Auditoria da IGF identifica 3,19 milhões em incentivos indevidos no Sifide

No que diz respeito à vertente indireta deste benefício fiscal, a IGF sublinhou um aumento “muito significativo” da despesa em I&D e aponta “vários aspetos críticos” no seu funcionamento.

A auditoria da Inspeção Geral de Finanças (IGF) ao sistema de incentivos fiscais em investigação e desenvolvimento empresarial (Sifide) identificou 3,19 milhões de euros de crédito fiscal indevido e por isso pede maior controlo. A auditoria, que vai ser entregue no Parlamento, concluiu que este incentivo fiscal é eficaz para promover o investimento privado em I&D, mas pede que sejam implementados mecanismos de monitorização e alerta para o “aumento muito significativo da despesa” com a via indireta do incentivo. Os deputados vão discutir na quarta-feira as alterações deste incentivo propostas pelo Executivo.

Em 2020, o então secretário de Estado dos Assuntos Fiscais, António Mendonça Mendes pediu à IGF e à Autoridade Tributária e Aduaneira para levar a cabo um conjunto de auditorias específicas ao funcionamento do SIFIDE, tal como o ECO avançou, porque há muito que estavam identificados abusos ao nível dos investimentos indiretos. São comuns os anúncios dos fundos de investimento a apelar às empresas para aproveitarem o benefício fiscal, que lhes permite reduzir o IRC em 82,5%, tal como eram comuns as empresas fazerem spin offs de projetos de I&D para beneficiarem duplamente deste incentivo: através do fundo de capital de risco que criaram e através da participação que tinham nesse mesmo fundo.

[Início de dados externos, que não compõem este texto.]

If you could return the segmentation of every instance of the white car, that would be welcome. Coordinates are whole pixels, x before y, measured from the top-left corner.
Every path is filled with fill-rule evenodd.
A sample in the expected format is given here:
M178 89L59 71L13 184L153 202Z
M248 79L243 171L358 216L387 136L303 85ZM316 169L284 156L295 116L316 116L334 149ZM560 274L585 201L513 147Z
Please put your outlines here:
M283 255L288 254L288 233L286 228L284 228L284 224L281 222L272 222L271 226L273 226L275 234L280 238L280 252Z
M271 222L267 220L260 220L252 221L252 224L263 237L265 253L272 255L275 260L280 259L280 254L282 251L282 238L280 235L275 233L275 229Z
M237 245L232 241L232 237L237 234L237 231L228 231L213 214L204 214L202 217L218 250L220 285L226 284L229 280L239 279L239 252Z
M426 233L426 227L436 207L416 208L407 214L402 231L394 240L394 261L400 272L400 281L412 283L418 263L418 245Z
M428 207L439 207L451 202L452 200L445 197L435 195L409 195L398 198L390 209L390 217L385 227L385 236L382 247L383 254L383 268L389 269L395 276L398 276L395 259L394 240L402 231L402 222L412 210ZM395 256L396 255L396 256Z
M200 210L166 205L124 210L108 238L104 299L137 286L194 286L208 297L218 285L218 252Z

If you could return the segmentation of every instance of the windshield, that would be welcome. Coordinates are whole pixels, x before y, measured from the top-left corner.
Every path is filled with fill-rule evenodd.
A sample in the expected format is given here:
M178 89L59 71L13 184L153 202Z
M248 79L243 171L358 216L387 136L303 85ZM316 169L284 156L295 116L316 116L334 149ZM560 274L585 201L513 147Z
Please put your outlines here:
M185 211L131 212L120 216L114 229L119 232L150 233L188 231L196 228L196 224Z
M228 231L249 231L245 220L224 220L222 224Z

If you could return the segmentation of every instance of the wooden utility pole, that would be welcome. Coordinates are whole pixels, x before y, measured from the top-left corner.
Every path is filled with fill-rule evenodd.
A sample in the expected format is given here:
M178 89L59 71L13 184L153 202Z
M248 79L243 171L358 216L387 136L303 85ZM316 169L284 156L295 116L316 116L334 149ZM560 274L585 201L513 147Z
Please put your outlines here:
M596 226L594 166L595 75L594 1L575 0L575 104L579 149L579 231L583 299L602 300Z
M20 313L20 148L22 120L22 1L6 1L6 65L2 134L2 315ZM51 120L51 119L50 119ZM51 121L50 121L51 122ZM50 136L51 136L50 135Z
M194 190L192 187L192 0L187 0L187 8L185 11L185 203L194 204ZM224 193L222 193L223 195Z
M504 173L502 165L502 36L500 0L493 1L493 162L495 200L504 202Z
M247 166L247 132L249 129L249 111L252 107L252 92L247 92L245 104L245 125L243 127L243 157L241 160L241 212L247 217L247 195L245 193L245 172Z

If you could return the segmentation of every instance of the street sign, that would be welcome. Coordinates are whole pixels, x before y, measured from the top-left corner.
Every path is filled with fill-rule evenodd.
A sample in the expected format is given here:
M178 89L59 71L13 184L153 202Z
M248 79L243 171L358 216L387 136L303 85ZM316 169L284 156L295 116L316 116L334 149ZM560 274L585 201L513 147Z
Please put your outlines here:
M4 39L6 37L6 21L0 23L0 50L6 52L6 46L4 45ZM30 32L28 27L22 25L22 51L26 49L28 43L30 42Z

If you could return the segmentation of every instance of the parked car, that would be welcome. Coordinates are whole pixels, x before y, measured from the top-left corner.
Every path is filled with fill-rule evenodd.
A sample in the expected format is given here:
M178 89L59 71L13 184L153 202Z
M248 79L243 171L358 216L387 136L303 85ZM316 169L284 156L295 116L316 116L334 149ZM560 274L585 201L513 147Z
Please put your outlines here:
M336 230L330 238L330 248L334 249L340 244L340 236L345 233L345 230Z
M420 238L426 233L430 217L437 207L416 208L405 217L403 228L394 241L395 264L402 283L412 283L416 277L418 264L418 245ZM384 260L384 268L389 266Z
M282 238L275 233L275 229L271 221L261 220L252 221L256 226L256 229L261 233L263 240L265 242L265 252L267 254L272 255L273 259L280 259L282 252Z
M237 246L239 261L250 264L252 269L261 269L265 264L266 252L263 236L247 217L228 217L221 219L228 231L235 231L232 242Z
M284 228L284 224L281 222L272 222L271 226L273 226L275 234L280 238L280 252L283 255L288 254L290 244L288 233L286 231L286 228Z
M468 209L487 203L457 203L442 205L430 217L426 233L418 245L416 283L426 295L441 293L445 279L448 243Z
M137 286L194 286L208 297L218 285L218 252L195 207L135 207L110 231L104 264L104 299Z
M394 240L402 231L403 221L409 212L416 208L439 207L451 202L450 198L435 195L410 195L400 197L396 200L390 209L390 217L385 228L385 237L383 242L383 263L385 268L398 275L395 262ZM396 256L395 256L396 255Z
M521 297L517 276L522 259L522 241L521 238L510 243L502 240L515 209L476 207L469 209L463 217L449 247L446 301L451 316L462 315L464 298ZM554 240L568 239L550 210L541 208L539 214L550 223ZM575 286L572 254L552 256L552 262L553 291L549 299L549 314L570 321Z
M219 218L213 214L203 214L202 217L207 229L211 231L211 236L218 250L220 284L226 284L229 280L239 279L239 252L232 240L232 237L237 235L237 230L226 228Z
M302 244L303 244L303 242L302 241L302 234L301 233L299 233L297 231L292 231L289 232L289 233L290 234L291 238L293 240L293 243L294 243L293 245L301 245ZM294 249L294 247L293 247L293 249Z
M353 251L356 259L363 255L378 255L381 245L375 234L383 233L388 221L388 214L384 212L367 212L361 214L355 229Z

Ora essa auditoria, a que o ECO teve acesso, revela que foram feitas várias operações de controlo pelos serviços da Autoridade Tributária, como direções de finanças (em especial Lisboa e Leiria), Unidade de Grandes Contribuintes. A IGF confrontou os valores declarados no Anexo D da declaração Modelo 22, com o crédito fiscal atribuído em candidaturas ao SIFIDE referentes aos exercícios compreendidos entre 2017 e 2020 (um total de 8.806 candidaturas) o que permitiu identificar 157 situações potencialmente irregulares relativas aos valores declarados pelos sujeitos passivos, no total de 5,64 milhões de euros. O cruzamento dessa informação permitiu detetar que 148 sujeitos passivos declararam crédito fiscal no montante de 4.81 mil milhões de euros, sem que tivessem apresentado qualquer candidatura e nove declararam crédito fiscal no montante de 828,45 milhões, apesar de as suas candidaturas não terem sido aprovadas.

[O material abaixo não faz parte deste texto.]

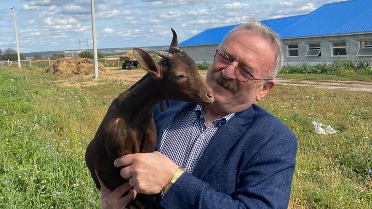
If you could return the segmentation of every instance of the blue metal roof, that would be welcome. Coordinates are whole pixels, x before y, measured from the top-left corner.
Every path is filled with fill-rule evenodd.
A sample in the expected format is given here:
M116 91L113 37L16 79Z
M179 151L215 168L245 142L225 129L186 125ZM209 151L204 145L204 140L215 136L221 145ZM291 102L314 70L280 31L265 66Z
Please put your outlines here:
M350 0L325 4L306 15L261 21L281 39L372 31L372 0ZM219 44L233 25L207 30L181 46Z

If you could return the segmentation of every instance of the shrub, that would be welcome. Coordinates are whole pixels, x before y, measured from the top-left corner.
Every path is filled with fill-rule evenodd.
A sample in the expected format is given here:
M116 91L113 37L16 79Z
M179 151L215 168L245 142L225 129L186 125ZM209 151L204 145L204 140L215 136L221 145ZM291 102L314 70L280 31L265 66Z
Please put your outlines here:
M50 56L50 60L55 60L60 58L63 58L65 57L66 57L66 55L65 55L64 54L54 53L52 54L51 56Z
M207 70L209 68L209 66L211 65L206 61L204 61L201 63L197 63L198 69L199 70Z
M337 60L331 64L326 63L310 65L301 64L283 66L281 74L328 74L344 75L356 74L372 75L372 66L368 60L353 62Z
M39 54L35 54L32 57L33 60L43 60L43 57Z

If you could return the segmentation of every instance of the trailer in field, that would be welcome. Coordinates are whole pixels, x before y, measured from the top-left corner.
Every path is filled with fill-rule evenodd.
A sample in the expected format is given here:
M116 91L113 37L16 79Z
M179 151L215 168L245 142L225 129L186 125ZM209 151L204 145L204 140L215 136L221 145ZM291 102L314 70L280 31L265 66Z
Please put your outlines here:
M119 59L120 60L120 61L123 61L122 68L123 69L126 69L127 66L129 70L132 69L132 68L136 68L138 67L138 61L134 57L119 57Z

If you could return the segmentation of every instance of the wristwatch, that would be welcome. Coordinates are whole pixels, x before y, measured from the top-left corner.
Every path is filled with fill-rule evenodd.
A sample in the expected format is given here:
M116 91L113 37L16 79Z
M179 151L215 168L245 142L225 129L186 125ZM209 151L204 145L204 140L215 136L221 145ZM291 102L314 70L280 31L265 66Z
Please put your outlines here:
M173 184L176 182L177 179L180 178L181 175L182 175L184 172L185 169L182 167L178 166L178 167L177 168L177 170L176 170L174 174L173 175L173 177L172 177L172 179L170 179L170 181L168 182L167 184L165 185L165 186L164 186L164 193L167 193L168 192L168 190L170 188L170 187L172 186Z

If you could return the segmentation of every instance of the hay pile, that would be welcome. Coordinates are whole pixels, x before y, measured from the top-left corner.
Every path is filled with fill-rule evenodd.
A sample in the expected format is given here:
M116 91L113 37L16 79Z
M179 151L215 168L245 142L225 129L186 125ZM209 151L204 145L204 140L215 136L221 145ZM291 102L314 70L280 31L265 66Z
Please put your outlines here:
M54 61L44 70L45 73L60 75L89 75L94 73L94 60L80 57L64 58ZM98 70L106 71L105 66L98 62Z
M124 56L128 56L130 57L134 57L134 55L133 54L133 50L129 50L125 53L125 54L124 55Z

E entre as 32 empresas que não tinham candidatura aprovada a IGF concluiu que em cerca de metade (16) “o crédito fiscal declarado era indevido (2,08 milhões de euros), por não existirem candidaturas ou as mesmas não terem sido aprovadas”. Por outro lado, entre 2017 e 2020, as empresas “deduziram indevidamente à coleta 1,14 milhões de euros, restando ainda 950 mil euros, para dedução em exercícios futuros, situações que devem ser objeto de análise e correção por parte da AT”, sublinha a IGF.

“Estes valores de crédito fiscal indevido, e de indevida dedução à coleta, resultam do exercício do contraditório por parte da AT e da realização de correções em algumas das situações que tinham sido identificadas em sede de projeto de relatório, as quais ascendiam, respetivamente, a 3,19 milhões de crédito fiscal indevido e a 1,84 milhões indevidamente deduzidos à coleta no período 2017-2020”, lê-se ainda no relatório que sublinha que “algumas das quais já [foram] regularizadas”.

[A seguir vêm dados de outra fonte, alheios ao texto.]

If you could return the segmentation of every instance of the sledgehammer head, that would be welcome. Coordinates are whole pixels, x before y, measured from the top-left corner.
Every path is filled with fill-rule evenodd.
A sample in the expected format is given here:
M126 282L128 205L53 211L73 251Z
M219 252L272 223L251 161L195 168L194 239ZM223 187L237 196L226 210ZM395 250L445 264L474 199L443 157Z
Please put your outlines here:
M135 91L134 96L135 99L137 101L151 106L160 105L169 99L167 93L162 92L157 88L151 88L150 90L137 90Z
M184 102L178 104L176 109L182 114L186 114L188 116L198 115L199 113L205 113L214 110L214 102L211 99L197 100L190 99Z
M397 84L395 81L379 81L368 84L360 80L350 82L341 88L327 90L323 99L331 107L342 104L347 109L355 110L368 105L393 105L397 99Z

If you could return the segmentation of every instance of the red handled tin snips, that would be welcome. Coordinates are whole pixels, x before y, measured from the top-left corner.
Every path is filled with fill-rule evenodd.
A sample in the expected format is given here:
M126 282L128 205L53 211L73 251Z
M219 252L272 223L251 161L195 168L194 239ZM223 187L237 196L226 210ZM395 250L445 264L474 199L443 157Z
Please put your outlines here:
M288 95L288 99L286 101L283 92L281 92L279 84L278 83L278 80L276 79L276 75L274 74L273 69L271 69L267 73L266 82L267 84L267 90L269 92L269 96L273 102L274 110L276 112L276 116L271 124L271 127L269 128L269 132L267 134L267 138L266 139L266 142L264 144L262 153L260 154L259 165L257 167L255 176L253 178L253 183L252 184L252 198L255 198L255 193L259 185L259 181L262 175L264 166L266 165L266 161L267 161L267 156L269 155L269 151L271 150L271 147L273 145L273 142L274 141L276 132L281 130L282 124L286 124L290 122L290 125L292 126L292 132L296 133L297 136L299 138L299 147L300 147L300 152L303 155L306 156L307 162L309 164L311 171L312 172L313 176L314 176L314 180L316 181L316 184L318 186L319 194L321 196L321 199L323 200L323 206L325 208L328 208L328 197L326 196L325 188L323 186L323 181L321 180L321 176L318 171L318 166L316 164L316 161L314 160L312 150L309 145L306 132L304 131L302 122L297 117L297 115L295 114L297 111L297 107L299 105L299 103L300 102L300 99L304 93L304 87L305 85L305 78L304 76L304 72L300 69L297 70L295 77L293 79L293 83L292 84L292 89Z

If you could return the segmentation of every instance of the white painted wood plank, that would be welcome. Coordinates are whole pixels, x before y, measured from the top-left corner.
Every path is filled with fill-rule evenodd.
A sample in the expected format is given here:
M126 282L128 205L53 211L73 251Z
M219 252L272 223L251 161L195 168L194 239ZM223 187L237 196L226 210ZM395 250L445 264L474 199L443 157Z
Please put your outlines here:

Tendo em conta a “tendência sustentada de aumento da despesa fiscal do Sifide” – entre 2017 e 2020 (passou de 137,2 milhões para 396,4 milhões) e estima-se “um elevado impacto desta despesa durante o prazo legal de dedução (oito anos), face ao saldo de crédito fiscal transitado em 2020 (448,55 milhões) –, a IGF sugere “uma maior incidência do controlo tributário e a definição pela AT de metodologias de análise do benefício” e que sejam “assegurados mecanismos de monitorização para uma análise mais detalhada e uma avaliação mais sustentada do impacto do Sifide”.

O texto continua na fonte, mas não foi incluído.